Luckily, navigation is quite a common task. There are numerous existing projects on the topic, and plenty of experience to benefit from. In addition, because this is only the second part of the book, we would expect it to be a relatively straightforward task anyway:

  • Robotics systems perceive their surroundings thanks to sonar or laser sensors, giving obstacles around them a sense of distance. Generally, this information is used directly—although more elaborate robots interpret the information with complex algorithms—to determine where to go next. Finally, navigation is performed by sending the chosen movement commands to the motors controlling the wheels (for instance, robots such as AuRA, Rhino, and SSS).

  • Artificial life defines and studies the behavior of living synthetic creatures, usually as part of a group. A relatively important part of A-Life is movement, especially collective movement (for instance, flocking birds and swarming wasps). Some of this research—known as steering behavior [Reynolds89]—is applicable to individual creatures. Each agent is given artificial sensors, which can detect obstacles within range. This information is combined with the steering force using mathematical equations, and applied as linear and angular velocities.

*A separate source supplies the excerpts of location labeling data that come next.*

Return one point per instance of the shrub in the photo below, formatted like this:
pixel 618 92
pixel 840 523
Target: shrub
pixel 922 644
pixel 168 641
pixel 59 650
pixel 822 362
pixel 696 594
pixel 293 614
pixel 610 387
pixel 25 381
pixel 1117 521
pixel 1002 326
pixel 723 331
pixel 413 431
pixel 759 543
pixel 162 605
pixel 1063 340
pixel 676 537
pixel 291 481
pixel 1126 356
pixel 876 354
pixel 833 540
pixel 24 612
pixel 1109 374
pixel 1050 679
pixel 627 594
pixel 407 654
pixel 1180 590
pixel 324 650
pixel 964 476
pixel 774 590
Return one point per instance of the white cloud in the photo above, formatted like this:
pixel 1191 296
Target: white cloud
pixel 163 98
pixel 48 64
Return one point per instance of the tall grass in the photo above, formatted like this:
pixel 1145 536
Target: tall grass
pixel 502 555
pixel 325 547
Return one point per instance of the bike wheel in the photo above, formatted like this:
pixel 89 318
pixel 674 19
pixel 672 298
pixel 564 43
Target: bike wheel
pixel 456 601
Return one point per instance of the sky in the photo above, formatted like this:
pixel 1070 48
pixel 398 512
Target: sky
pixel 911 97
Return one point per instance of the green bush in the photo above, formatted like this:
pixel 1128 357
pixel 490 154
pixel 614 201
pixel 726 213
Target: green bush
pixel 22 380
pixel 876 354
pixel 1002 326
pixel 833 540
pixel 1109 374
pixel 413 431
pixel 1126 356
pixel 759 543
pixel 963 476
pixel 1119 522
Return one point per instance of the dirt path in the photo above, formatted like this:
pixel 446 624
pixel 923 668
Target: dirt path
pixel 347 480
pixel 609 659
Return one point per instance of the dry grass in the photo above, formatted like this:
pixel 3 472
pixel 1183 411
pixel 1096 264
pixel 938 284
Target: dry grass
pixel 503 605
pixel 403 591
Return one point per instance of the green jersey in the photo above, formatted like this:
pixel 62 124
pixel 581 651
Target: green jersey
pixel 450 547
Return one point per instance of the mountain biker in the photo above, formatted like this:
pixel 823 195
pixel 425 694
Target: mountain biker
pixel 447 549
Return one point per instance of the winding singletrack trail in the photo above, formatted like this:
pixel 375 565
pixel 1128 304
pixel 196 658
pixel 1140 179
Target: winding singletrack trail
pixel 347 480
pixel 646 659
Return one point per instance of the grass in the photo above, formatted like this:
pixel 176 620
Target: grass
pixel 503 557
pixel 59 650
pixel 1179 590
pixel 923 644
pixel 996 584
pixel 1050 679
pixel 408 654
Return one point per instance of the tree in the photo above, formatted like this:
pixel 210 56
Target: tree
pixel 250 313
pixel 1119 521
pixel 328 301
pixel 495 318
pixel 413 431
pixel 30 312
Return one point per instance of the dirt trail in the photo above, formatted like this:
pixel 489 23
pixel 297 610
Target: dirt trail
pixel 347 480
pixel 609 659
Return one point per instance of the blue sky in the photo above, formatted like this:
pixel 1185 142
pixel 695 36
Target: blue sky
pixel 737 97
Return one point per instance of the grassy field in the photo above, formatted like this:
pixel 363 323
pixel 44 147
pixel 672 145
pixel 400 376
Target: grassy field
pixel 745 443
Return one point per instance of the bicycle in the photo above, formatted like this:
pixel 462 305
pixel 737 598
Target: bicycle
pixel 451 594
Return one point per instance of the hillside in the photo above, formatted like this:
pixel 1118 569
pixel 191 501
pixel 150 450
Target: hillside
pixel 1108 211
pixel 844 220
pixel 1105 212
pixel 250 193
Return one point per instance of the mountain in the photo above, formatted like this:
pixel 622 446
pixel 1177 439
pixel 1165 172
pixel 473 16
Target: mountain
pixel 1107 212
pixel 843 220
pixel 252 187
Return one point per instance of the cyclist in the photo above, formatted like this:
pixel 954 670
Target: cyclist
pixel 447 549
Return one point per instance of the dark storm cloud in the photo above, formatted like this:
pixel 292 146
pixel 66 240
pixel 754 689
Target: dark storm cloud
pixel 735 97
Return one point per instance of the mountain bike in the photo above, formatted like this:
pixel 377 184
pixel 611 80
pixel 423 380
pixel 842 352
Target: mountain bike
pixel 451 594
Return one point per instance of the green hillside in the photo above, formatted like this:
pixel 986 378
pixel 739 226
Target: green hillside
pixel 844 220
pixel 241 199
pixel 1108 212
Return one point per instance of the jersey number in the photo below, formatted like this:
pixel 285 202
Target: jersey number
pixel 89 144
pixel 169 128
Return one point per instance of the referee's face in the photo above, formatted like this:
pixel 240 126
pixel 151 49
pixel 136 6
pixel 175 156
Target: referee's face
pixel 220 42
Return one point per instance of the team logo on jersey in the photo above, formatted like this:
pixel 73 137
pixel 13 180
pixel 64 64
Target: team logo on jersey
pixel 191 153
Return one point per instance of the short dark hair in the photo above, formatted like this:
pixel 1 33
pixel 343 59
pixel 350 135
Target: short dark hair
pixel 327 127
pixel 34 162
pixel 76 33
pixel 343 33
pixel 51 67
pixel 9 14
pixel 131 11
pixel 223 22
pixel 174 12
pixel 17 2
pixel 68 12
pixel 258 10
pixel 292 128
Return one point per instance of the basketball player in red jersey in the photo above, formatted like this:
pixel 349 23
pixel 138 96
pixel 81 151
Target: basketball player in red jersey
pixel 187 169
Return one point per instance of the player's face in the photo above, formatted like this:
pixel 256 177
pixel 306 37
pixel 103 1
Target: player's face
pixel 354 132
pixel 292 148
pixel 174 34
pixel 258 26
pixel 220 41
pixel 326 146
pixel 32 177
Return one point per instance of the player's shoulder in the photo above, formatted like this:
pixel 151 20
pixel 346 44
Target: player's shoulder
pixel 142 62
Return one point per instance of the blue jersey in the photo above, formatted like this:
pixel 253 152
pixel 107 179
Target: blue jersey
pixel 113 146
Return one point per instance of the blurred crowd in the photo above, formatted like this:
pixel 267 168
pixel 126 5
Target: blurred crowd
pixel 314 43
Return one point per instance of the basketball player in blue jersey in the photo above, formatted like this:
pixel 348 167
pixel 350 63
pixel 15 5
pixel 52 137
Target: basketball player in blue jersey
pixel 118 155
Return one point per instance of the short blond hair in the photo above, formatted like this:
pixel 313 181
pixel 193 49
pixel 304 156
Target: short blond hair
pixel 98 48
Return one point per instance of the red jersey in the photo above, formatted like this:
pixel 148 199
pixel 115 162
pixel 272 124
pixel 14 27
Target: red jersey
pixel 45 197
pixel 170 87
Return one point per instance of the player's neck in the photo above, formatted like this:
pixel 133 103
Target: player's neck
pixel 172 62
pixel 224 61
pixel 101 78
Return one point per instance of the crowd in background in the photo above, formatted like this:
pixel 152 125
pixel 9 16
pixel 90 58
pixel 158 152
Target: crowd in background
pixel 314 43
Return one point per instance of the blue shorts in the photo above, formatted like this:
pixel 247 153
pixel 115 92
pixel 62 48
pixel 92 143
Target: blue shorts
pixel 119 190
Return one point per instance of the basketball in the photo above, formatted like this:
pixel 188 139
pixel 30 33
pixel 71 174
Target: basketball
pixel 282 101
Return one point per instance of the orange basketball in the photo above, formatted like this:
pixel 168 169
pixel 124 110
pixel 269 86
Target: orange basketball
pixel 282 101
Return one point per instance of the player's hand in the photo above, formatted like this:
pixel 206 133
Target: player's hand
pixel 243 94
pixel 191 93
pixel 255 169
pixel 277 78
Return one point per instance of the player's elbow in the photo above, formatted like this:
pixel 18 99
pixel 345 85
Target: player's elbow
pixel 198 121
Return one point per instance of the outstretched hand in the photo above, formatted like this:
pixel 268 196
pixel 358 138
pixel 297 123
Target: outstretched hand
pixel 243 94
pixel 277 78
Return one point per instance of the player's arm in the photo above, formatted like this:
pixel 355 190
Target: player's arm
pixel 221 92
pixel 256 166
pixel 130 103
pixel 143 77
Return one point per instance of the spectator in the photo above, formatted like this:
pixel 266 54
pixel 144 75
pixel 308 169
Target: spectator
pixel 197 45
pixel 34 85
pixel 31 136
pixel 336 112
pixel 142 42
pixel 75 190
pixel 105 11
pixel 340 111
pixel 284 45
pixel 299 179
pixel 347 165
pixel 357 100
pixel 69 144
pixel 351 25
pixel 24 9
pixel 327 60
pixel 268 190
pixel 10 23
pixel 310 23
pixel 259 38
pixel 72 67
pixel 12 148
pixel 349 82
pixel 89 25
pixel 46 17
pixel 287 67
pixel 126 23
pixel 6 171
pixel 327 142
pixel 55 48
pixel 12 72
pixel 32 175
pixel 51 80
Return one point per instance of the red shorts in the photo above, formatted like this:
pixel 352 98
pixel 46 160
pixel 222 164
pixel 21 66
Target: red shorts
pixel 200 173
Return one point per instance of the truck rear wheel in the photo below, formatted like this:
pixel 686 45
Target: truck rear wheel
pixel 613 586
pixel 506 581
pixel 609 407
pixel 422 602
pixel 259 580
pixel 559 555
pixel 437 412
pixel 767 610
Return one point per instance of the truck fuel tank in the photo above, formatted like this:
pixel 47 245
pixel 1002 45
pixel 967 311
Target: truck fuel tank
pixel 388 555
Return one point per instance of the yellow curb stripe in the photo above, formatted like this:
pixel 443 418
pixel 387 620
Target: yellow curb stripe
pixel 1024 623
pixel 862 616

  • Other academic projects are too diverse to summarize briefly. Although most other academic (that is, not robotics) projects focus on 2D navigation as a practical application of an abstract algorithm (for instance, reinforcement problems), or small modular components of the whole system are developed (for instance, vision or localization).

  • Game AI has historically simplified navigation as much as possible to reduce the computational overheads. This has involved precomputing the data structures necessary and passing them to the AI in the most optimal format possible. The position of each nonplayer character (NPC) can thereby be updated directly at runtime to achieve the illusion of conscious movement.

In the right circumstances, all of these approaches "work." It's just a matter of deciding which best matches our situation. Some of these methods disagree with our definition of embodiment listed in Chapter 2, "The Design of Intelligence." We'll need to decide which are convenient to develop game AI, and which have to be adapted.